Par CB
À l’approche de la présidentielle d’octobre 2025, la Côte d’Ivoire offre le spectacle d’un paysage politique à la fois imprévisible et morcelé. Tandis que les projecteurs restent braqués sur le palais présidentiel et ses potentiels héritiers, c’est du côté de l’opposition que se joue le scénario le plus intrigant voire le plus incertain. Laurent Gbagbo, Guillaume Soro, Simone Gbagbo, Charles Blé Goudé, Tidjane Thiam… Autant de figures longtemps antagonistes, que l’on devine désormais tentées par un rapprochement. Unies, semble-t-il, par une idée simple mais puissante : empêcher une nouvelle victoire d’Alassane Ouattara ou de son camp.
Mais cette convergence est-elle autre chose qu’un alignement ponctuel de circonstances ? N’a-t-elle pour socle qu’un refus partagé plutôt qu’un projet commun ? Dans les salons feutrés d’Abidjan comme dans les maquis populaires, la même interrogation revient : que veulent-ils vraiment construire ensemble, au-delà du rejet ?

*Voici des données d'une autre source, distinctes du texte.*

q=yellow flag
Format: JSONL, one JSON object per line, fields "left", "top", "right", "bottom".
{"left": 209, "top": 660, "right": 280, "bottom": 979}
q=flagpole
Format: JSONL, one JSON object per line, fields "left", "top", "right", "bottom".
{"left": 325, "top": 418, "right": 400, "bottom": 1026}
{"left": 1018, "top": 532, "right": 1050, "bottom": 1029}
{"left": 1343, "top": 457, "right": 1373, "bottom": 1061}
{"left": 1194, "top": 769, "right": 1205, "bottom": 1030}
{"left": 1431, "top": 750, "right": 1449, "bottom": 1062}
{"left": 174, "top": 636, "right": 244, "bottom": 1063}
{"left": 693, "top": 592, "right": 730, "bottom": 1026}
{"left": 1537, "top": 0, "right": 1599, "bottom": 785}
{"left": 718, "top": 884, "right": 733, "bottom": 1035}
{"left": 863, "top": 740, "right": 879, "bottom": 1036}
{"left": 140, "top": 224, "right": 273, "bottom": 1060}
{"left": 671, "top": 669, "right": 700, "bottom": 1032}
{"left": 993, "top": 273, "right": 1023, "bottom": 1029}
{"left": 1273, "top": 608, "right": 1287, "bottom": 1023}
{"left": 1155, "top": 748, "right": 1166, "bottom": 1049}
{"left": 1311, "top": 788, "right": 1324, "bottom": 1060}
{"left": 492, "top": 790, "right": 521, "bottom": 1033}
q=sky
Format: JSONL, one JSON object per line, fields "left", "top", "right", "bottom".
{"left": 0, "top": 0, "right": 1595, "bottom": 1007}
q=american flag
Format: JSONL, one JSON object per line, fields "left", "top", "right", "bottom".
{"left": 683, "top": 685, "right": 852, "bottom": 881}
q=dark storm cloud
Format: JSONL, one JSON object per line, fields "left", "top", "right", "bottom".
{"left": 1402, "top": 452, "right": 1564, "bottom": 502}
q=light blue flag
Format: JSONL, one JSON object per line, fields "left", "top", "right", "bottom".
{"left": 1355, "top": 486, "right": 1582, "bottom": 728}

L’unité du rejet, pas celle du projet
L’accumulation de ressentiments peut-elle tenir lieu de vision ? Rien n’est moins sûr. À observer les signaux envoyés ces dernières semaines, l’opposition donne davantage à voir une coalition émotionnelle qu’un attelage idéologique. Le “non” à Ouattara peut séduire les déçus du régime, mais il reste insuffisant pour rassurer sur une capacité réelle à gouverner en commun.
Les discours d’unité peinent à masquer les fractures. Les égos affleurent, les divergences de parcours réapparaissent. Et sans socle programmatique partagé, comment bâtir une alternative cohérente et durable ? À vouloir additionner les frustrations, l’opposition risque de soustraire les espoirs.
Des leaders en quête de revanche ?
Les figures de l’opposition ne reviennent pas vierges dans l’arène : elles y reviennent avec leur passé, leurs blessures, leurs comptes à régler. Laurent Gbagbo rêve de tourner définitivement la page de La Haye et de laver l’affront subi. Simone Gbagbo, affranchie de l’ombre de son ex-mari, cherche à écrire sa propre page politique. Guillaume Soro veut revenir en conquérant, fort d’un exil qu’il transforme en capital politique. Tidjane Thiam, lui, mise sur son image de technocrate propre et compétent, loin des joutes partisanes. Quant à Charles Blé Goudé, il s’efforce de reconquérir la jeunesse, autrefois acquise à sa cause.
Mais cette addition de trajectoires singulières forme-t-elle un tout cohérent ? Derrière les sourires affichés et les poignées de main captées par les caméras, l’opinion publique perçoit déjà les calculs, les méfiances, les rivalités larvées. Et peut-être commence-t-elle à douter de la sincérité de cette union.
Un peuple en attente de solutions
Des rues de Bouaké à celles de Gagnoa, en passant par Yopougon, les Ivoiriens n’en peuvent plus des discours de rejet. Ils réclament des réponses concrètes. Que proposent ces opposants pour lutter contre le chômage massif des jeunes ? Pour améliorer l’accès aux soins, réformer l’éducation, stabiliser les prix ? À ce jour, peu de choses émergent de ce front commun, si ce n’est une volonté de reconquête.
Sans programme chiffré, sans feuille de route claire, l’opposition semble fuir les vraies batailles. Celles du quotidien. Et pourtant, c’est là que tout se joue désormais : dans la capacité à traduire une colère populaire en espoir tangible.
Jusqu’où iraient-ils ?
Si cette dynamique de rejet ne se mue pas rapidement en projet structuré, le réveil pourrait être brutal. Car les Ivoiriens n’éliront pas un simple “contre”, mais bien un “pour” — un homme ou une femme capable d’incarner une vision, de fédérer autour d’un avenir.
Une alliance purement tactique, sans colonne vertébrale politique, ne suffira pas. À moins d’un sursaut stratégique, l’opposition pourrait s’enliser dans un front stérile, incapable de transformer l’indignation en alternative, l’unité de façade en ambition nationale.
Il ne suffit pas de dire “non” pour faire naître un avenir. Encore faut-il avoir quelque chose à proposer.